Übungen an Bedingungen anpassen

„Einen Trainingseffekt, wie ihn die professionellen Masken im Leistungssport hervorrufen können, kann man im Fitnessstudio aber sicher nicht erwarten“, unterstreicht Wojanowski.

Dr. Bartosz Wojanowski Dortmund

Der Dortmunder Arzt Dr.

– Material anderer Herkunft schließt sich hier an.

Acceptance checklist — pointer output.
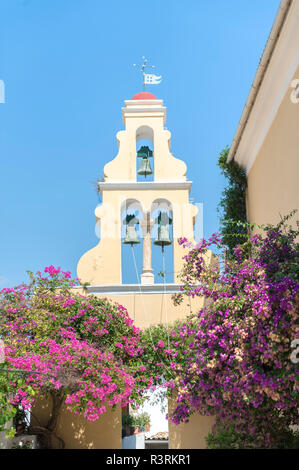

Bartosz Wojanowski ist Sportmediziner und warnt vor den gesundheitlichen Risiken des Tragens einer Schutzmaske beim Fitnesstraining. © Privat

Vollkommen risikofrei sei das Trainieren mit einem Mund-Nasenschutz im Fitnessstudio aufgrund der reduzierten Sauerstoffzufuhr hingegen nicht, denn: „Im professionellen Bereich wird die Sauerstoffzufuhr nicht einfach vermindert, sondern reguliert gedrosselt. Diese Überwachung ist in einem Fitnessstudio nicht gegeben. Man muss das Training an die Bedingungen anpassen“, so der Arzt.

Deshalb müsse man genau auf seinen Körper achten und bei Anzeichen von Erschöpfung, Schwindel und Unwohlsein die Belastung reduzieren oder die Übung abbrechen.